Personally, I think this theme could be made even more engaging if Powell donned a uniform and aviator sunglasses for his press conferences — but so far, no joy.

In his latest pronouncements on the matter this week, the Fed chair effectively told passengers to brace for a rough ride. Tackling inflation “is highly likely to involve some pain”, he said at a central banker get-together in Portugal.

A close focus on the Fed is appropriate of course. For all the talk of a multipolar financial system, US markets clearly dominate the global investment landscape. When investors sense that US inflation is running far beyond the Fed’s control and it will bump up interest rates even more aggressively than the market already fears, US government bonds fall hard, pulling down stocks in their wake and usually boosting the dollar too.

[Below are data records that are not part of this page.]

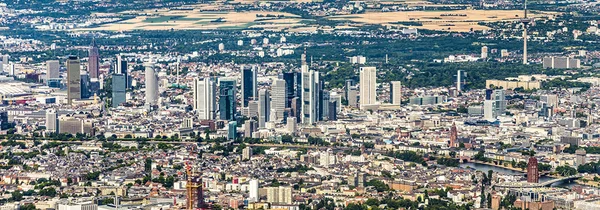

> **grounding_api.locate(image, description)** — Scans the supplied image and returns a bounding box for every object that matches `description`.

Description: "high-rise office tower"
[227,121,237,139]
[319,89,330,121]
[46,60,60,79]
[448,123,458,147]
[329,92,342,115]
[344,79,355,100]
[246,100,259,119]
[521,0,531,64]
[248,179,259,202]
[115,55,131,89]
[347,86,358,107]
[360,67,377,109]
[290,72,304,123]
[66,56,81,104]
[46,109,58,133]
[271,79,288,121]
[285,117,297,133]
[481,46,488,59]
[527,157,540,183]
[241,66,257,107]
[575,148,587,166]
[219,79,236,121]
[456,70,467,92]
[390,81,402,105]
[144,62,158,106]
[88,39,100,79]
[242,146,252,162]
[300,68,320,124]
[327,101,339,121]
[79,72,94,98]
[258,89,271,128]
[244,119,258,138]
[193,77,217,120]
[283,72,297,108]
[112,74,127,107]
[317,80,329,121]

And the ripple effect spreads widely — witness the latest scare in eurozone government bonds that particularly punished Italy. To Juckes’ mind at least, that was in good part attributable to the gravitational pull of US bond yields, not to news specific to the eurozone or to Italy itself.

But it is not only Powell who is attempting a tricky unscheduled landing that could tip markets over the edge. Europe’s debt markets still have the capacity to rupture if funds decide to take on the European Central Bank’s commitment to stop the eurozone bond market from fragmenting. Confidence in its ability to find a way to stop Italian yields spiralling higher is not universal.

And do not forget the Bank of Japan, which is bucking the trend for higher rates and still working hard to keep Japanese government bond yields close to zero. Some investors and hedge funds spot an opportunity to raise a challenge, and are betting that yields are poised to break higher.

Mansoor Mohi-uddin, chief economist at Bank of Singapore, warns that if they are right, this would be a destabilising moment for global markets, drawing a parallel with the Swiss National Bank’s shocking removal of the upper limit on its currency in January 2015 — a step that sent the franc rocketing, wiped out traders from hedge fund managers to have-a-go retail punters, and shook every major currency.

“JGB yields would go through the roof,” he says. That would, in turn, likely fire up other bond yields too. He believes that on balance, it just won’t happen. “[BoJ governor Haruhiko] Kuroda will not relent,” he says. “This is a once-in-a-generation chance to get inflation up to 2 per cent.”

Schroders notes that to this end, the BoJ has had to “swim hard” to hold yields down, snapping up north of Y10tn of government bonds a week lately, from an average well under Y2tn. It now holds nearly half of all the outstanding JGBs.

So, the BoJ is flying in the opposite direction to most of its peers, but it faces a difficult landing of its own. For most, the issue is trying not to avoid undue pain in economies and, by extension, in portfolios.

The Bank for International Settlements — the central bank for central banks — is clear that policymakers must be resolute. “Transitioning back from a high-inflation regime can be very costly once it becomes entrenched. All this puts a premium on a timely and firm response,” the BIS said in an examination of inflation pressures released as part of its annual report.

“Central banks fully understand that the long-term benefits far outweigh any short-term costs,” it added. “And that credibility is too precious an asset to be put at risk.” 

If you are still hoping that central bankers will rescue your portfolio after a dreadful first half of the year for most investors, that statement should tell you that now is the time to check for your nearest exit from the aircraft. Please remember it could be behind you.